17-01-2021, 10:46 PM
11 - Yann : Mon univers
Julien
Midi ! J'ai faim, plus que faim, même, et je me dirige vers la cantine d'un pas rapide. Je vois Yann et Laurent partir vers la sortie, pas besoin de se demander où ils vont... La fontaine-au-guet n'a jamais été aussi fréquentée que ces derniers temps. Je crois que les maisons alentour sont abandonnées, ça ne m'étonne pas d'ailleurs.
Mon portable sonne, et je décroche pour entendre la voix de Fabien.
- Salut, Julien, ça va ?
- Salut, ça va bien, merci, et toi ?
- Ça va ça va. Je voulais juste te dire que je continue à m'occuper de ton cas, mes parents sont sur l'affaire, ils agissent discrètement, je les ai prévenus des liens de ton père avec la gendarmerie.
- C'est cool, je te remercie Fabien, ça me touche beaucoup ce que tu fais pour moi.
- C'est normal.
- Ça te dérangerait si je passe te voir, ce week-end ?
- Pas de soucis voyons, tu passes quand tu veux.
- Merci, je te rappellerai.
Après avoir mangé, nous sortons David et moi histoire de bavarder avant la reprise des cours.
Nous nous installons dans un coin tranquille et j'informe mon ami des dernières nouvelles.

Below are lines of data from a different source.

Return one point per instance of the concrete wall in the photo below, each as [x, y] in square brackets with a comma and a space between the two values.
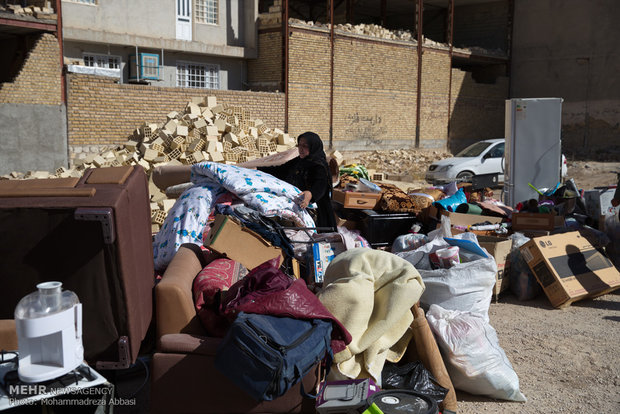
[483, 25]
[477, 110]
[152, 24]
[34, 137]
[571, 52]
[102, 112]
[32, 115]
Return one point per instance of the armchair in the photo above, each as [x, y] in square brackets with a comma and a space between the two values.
[184, 378]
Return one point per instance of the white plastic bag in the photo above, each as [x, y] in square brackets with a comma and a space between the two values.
[475, 361]
[466, 286]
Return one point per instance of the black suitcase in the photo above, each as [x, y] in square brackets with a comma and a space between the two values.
[94, 236]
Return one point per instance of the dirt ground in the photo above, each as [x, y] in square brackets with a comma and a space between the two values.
[567, 360]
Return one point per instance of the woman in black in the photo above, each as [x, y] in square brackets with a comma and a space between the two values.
[310, 173]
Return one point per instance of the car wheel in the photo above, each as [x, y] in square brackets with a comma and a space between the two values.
[465, 175]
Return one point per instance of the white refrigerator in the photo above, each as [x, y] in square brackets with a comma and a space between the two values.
[533, 153]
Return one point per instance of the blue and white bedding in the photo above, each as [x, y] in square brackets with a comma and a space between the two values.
[186, 220]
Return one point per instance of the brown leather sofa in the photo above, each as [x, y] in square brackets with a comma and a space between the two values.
[184, 378]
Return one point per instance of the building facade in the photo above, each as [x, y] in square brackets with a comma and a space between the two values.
[202, 44]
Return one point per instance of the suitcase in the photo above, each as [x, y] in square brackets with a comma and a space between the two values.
[93, 234]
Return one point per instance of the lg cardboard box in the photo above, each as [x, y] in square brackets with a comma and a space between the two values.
[536, 221]
[353, 199]
[569, 268]
[239, 243]
[499, 248]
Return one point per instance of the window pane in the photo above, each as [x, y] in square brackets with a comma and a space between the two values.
[205, 11]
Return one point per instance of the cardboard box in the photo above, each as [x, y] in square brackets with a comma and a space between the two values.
[461, 219]
[569, 268]
[353, 199]
[239, 243]
[499, 248]
[535, 221]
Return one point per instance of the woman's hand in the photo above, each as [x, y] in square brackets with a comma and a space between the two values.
[304, 199]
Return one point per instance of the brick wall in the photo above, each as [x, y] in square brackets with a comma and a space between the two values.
[482, 25]
[374, 89]
[477, 111]
[309, 77]
[265, 73]
[103, 112]
[434, 103]
[39, 80]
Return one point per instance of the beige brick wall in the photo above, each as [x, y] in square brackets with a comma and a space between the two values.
[39, 80]
[265, 73]
[103, 112]
[477, 110]
[309, 77]
[434, 98]
[374, 89]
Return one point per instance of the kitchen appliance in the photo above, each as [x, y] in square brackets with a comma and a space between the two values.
[49, 333]
[533, 153]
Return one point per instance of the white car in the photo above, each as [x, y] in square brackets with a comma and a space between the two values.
[483, 157]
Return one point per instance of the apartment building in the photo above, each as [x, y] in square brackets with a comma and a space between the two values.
[200, 44]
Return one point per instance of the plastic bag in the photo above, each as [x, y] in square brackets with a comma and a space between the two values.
[452, 202]
[412, 376]
[475, 361]
[523, 283]
[409, 241]
[467, 286]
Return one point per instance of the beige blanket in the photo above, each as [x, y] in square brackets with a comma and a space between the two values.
[371, 292]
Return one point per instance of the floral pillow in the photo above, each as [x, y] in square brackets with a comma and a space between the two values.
[217, 276]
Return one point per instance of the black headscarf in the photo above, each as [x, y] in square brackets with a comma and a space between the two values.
[317, 154]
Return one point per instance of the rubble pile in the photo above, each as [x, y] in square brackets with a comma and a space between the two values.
[400, 34]
[35, 11]
[398, 164]
[204, 131]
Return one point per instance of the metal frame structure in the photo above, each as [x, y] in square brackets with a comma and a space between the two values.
[419, 30]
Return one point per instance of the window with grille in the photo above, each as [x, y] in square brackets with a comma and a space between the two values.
[196, 75]
[102, 61]
[205, 11]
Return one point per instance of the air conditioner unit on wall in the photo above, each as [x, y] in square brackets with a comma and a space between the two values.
[147, 67]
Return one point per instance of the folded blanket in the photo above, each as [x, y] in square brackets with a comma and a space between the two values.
[371, 293]
[186, 220]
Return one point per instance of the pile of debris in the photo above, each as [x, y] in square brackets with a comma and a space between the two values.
[35, 11]
[204, 131]
[399, 34]
[398, 164]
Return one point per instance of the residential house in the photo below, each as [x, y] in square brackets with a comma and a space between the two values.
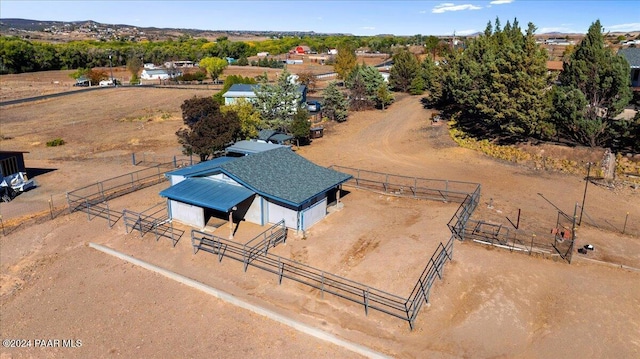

- Mince ! Ça ne va pas du tout, ça. J'espère que Laurent saura ramener Yann à la raison.
- J'imagine que c'est ce qu'il est en train de faire.
- Ils ont le temps, en plus, notre prof est absent.
- Veinards !
Yann
Laurent et moi sommes assis côte à côte sur le bord de la fontaine.
Je lui ai fait la promesse de ne plus toucher à l'alcool. Me réfugier dedans n'est qu'une fuite qui ne résout aucun problème, m'a-t-il dit, il ne fait que les aggraver. C'est vrai, c'est bien vrai, c'est juste que je suis faible.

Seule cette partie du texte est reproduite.